# Limitations For Large-Scale Learning

There are some algorithms that seem to be very powerful on the first look. For instance, we stumbled about a matrix factorization that is semi-supervised to cluster arbitrary data. To introduce a supervised signal, there are pairwise constraints to express that a pair of documents should be in the same cluster (W_like) or not (W_dislike). The model uses a similarity matrix S, plus W_like and W_dislike to build a matrix A: A = S + W_like – W_dislike.

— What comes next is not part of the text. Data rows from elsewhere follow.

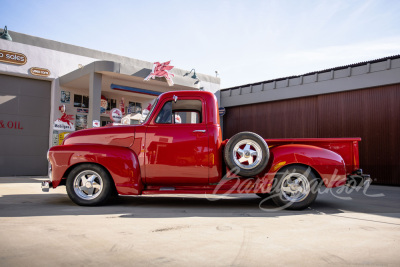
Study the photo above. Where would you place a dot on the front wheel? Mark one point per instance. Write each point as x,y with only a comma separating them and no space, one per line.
295,188
89,185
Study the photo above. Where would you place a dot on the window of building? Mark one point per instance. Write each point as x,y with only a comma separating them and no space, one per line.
81,101
111,103
134,107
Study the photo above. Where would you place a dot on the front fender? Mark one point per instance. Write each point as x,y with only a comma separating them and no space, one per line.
329,165
121,162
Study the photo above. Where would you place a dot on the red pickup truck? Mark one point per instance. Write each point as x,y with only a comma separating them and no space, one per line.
179,149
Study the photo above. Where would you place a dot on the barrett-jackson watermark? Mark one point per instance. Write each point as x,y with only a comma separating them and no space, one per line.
242,186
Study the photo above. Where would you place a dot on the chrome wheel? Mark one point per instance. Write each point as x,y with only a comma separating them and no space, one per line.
295,187
88,185
247,154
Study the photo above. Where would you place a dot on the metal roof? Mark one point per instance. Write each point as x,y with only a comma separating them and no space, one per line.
320,71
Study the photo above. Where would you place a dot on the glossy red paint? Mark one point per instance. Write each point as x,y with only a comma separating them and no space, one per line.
152,158
120,162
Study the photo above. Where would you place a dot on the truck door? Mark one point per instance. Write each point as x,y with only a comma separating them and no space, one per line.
177,144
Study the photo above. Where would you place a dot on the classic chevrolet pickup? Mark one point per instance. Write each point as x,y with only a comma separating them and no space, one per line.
179,149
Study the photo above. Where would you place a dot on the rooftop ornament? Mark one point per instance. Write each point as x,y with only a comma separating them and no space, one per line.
5,34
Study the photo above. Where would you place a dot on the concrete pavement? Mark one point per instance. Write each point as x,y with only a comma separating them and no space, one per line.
47,229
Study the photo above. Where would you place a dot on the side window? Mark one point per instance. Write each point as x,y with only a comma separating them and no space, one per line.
165,115
181,112
187,117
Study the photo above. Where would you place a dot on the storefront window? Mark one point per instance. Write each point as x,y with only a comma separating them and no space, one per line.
81,101
112,103
134,107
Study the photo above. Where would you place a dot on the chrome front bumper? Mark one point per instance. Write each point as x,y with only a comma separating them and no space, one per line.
46,186
358,179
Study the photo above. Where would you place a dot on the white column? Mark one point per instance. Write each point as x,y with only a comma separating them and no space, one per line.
94,98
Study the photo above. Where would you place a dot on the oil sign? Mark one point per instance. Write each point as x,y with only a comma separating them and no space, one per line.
40,72
12,57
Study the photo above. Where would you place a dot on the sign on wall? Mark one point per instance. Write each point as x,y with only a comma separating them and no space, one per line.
12,57
116,115
40,72
65,97
65,122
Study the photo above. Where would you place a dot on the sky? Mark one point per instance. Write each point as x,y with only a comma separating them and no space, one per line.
245,41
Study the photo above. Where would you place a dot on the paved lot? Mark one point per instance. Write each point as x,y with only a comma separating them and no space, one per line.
47,229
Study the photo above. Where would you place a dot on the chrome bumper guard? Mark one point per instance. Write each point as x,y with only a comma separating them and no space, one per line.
46,186
358,179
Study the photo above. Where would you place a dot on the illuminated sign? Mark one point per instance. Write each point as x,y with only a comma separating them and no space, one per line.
40,72
12,57
116,115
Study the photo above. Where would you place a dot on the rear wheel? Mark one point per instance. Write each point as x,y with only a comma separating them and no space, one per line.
248,153
89,185
296,188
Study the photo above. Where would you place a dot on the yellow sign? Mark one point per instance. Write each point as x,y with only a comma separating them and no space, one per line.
12,57
40,72
61,137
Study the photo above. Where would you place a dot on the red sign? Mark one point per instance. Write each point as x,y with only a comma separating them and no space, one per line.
116,115
11,125
161,70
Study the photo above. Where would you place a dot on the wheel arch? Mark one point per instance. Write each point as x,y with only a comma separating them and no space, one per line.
325,164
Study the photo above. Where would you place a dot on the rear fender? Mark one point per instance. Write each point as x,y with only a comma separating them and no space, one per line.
329,165
121,162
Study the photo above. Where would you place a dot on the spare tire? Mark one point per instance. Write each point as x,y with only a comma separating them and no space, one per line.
248,152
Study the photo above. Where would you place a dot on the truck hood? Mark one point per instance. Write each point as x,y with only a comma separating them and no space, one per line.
115,136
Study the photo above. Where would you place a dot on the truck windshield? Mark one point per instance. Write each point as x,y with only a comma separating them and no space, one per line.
151,111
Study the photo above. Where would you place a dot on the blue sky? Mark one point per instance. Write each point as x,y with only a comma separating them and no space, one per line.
245,41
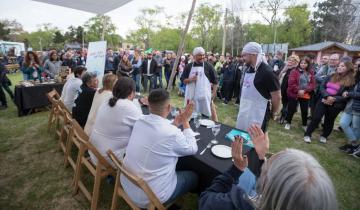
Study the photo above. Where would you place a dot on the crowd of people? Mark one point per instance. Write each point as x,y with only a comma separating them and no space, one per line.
150,145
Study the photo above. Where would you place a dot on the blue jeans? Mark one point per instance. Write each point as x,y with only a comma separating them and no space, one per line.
352,132
152,80
247,182
137,79
186,182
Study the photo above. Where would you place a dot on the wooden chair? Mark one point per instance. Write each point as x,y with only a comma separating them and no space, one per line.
101,170
119,191
54,99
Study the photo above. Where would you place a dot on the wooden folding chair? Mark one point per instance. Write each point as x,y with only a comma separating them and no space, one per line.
119,191
101,170
54,99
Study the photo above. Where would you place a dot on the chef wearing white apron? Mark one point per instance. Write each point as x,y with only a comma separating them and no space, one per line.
199,90
253,105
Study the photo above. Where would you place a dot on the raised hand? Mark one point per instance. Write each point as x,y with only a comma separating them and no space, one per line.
260,140
240,161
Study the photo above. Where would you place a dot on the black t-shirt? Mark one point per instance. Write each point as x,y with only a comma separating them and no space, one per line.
265,80
208,69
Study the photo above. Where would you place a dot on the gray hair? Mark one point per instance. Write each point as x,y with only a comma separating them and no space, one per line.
293,179
87,77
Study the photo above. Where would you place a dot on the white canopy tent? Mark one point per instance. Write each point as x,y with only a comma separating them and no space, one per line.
93,6
98,7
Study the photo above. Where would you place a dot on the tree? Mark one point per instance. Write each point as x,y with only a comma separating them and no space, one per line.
333,20
9,29
147,23
206,26
272,7
296,29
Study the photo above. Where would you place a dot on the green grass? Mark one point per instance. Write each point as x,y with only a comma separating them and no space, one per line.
33,176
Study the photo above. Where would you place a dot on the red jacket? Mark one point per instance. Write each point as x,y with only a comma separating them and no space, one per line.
294,83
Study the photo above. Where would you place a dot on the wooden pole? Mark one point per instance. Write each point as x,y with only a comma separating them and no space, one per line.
224,35
181,46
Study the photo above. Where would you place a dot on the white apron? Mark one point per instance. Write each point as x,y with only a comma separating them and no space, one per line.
199,91
252,104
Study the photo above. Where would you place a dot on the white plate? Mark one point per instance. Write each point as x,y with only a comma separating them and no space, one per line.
222,151
207,123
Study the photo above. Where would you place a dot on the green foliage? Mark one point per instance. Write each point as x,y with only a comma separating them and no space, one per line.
296,29
206,26
333,20
169,38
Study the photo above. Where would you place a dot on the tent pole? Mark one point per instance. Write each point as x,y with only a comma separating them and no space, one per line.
181,46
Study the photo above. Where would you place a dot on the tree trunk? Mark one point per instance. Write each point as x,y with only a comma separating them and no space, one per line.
181,46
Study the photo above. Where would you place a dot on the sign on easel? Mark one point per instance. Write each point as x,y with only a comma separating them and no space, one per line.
95,61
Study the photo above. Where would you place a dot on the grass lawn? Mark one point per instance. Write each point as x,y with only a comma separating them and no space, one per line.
33,176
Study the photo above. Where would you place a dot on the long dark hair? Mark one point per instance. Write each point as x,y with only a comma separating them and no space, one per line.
308,62
28,60
122,89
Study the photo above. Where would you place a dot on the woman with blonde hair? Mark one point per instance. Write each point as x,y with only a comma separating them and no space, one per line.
103,94
332,101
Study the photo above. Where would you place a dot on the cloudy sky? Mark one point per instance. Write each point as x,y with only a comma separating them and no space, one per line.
31,14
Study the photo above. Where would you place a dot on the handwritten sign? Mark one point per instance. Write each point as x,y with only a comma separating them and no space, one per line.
95,61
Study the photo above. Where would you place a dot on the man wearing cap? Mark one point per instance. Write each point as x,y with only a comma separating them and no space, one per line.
260,86
148,68
201,83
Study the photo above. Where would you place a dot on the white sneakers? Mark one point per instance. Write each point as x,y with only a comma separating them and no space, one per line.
323,139
304,128
307,139
287,126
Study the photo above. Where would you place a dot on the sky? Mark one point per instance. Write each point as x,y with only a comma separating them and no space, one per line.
31,14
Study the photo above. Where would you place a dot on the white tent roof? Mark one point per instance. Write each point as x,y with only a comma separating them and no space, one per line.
94,6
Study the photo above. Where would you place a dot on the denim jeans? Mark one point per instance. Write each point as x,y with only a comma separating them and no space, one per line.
247,182
186,182
152,80
137,79
352,132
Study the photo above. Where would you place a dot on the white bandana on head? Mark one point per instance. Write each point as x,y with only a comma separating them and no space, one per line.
255,49
198,50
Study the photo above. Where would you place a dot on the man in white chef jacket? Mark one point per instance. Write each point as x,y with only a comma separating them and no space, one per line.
260,87
201,84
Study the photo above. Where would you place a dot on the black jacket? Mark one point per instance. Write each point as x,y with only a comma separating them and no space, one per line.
153,66
83,104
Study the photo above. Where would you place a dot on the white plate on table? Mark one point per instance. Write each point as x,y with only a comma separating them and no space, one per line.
221,151
207,123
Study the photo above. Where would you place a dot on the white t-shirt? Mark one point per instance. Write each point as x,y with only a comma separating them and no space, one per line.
113,127
70,91
152,153
99,98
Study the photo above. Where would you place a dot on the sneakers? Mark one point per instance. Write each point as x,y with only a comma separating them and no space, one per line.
307,139
287,126
349,148
323,139
304,128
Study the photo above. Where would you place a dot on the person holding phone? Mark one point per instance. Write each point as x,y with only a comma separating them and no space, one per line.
288,180
201,84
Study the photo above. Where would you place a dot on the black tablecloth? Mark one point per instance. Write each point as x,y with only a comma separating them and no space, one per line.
208,166
28,98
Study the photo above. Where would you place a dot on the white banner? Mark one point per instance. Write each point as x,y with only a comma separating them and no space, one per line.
95,61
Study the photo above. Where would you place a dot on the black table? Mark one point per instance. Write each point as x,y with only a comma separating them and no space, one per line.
208,166
28,98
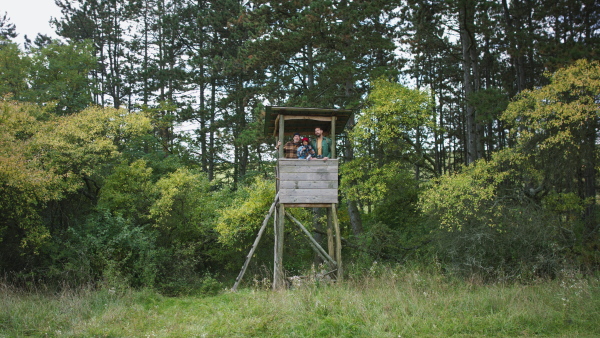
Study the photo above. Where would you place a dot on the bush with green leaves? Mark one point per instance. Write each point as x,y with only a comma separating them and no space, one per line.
110,250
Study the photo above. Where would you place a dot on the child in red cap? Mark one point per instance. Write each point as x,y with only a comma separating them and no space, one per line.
305,151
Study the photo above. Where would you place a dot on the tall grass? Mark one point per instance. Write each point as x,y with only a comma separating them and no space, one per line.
380,302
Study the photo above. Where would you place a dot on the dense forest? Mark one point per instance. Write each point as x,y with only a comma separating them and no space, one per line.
132,150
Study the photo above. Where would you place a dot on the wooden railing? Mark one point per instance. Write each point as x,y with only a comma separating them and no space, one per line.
308,183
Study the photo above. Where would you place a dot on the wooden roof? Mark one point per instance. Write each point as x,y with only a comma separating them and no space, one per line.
305,120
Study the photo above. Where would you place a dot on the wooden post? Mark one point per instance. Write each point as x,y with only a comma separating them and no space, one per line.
278,282
330,243
260,233
314,243
332,137
338,241
281,135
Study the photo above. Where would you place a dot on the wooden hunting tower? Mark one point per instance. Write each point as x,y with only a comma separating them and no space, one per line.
303,183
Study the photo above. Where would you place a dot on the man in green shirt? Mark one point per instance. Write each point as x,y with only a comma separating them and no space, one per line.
321,145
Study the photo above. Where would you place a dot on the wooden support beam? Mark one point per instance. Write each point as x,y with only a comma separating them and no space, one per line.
313,118
338,241
332,136
324,254
281,135
330,239
256,241
278,280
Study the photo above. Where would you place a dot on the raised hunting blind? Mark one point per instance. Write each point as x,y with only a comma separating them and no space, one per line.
304,183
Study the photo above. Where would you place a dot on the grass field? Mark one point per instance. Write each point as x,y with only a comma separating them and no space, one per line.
384,302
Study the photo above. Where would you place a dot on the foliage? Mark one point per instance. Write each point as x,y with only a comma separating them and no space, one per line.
245,214
60,73
25,183
517,210
111,250
128,191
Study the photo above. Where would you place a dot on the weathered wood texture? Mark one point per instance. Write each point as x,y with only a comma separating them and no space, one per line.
308,182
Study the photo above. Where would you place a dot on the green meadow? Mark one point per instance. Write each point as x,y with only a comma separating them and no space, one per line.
382,302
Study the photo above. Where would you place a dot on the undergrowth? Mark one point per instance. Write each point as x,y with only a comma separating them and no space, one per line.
380,301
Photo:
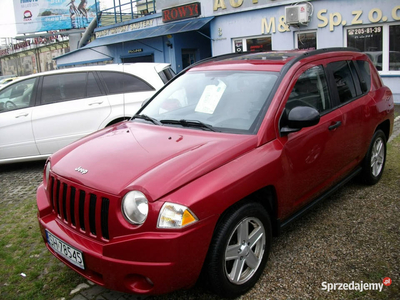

We will illustrate an example from the movie domain. Let us assume that we have n=30K movies, which means S is a n * n matrix and so is W_* and we use k=50 clusters. When we assume that each value is encoded as a float32 value, we need about 3.5 GB memory. The required memory for the model parameters, is negligible, since we only need to store n * k for the cluster assignment and k * k for the centers, which is less than 6 MB memory.

Regardless of the efficiency and precision of models that are using a full similarity matrix, the bottleneck is the memory consumption during training. For 5K samples we need ~100 MB, but for 50K we need about ~9.5 GB, since the increase is not linearly. Combined with the fact that such models are transductive and do not allow to project unseen samples into the new space, the use is limited for datasets with lots of samples.

The impact could be alleviated if the similarity matrix could be stored as a sparse matrix since then the memory consumption could be drastically reduced. However, this requires that the similarity for lots of pairs of movies is zero. Plus, even if most of the full-fledged optimization frameworks support sparse matrices, they can be problematic.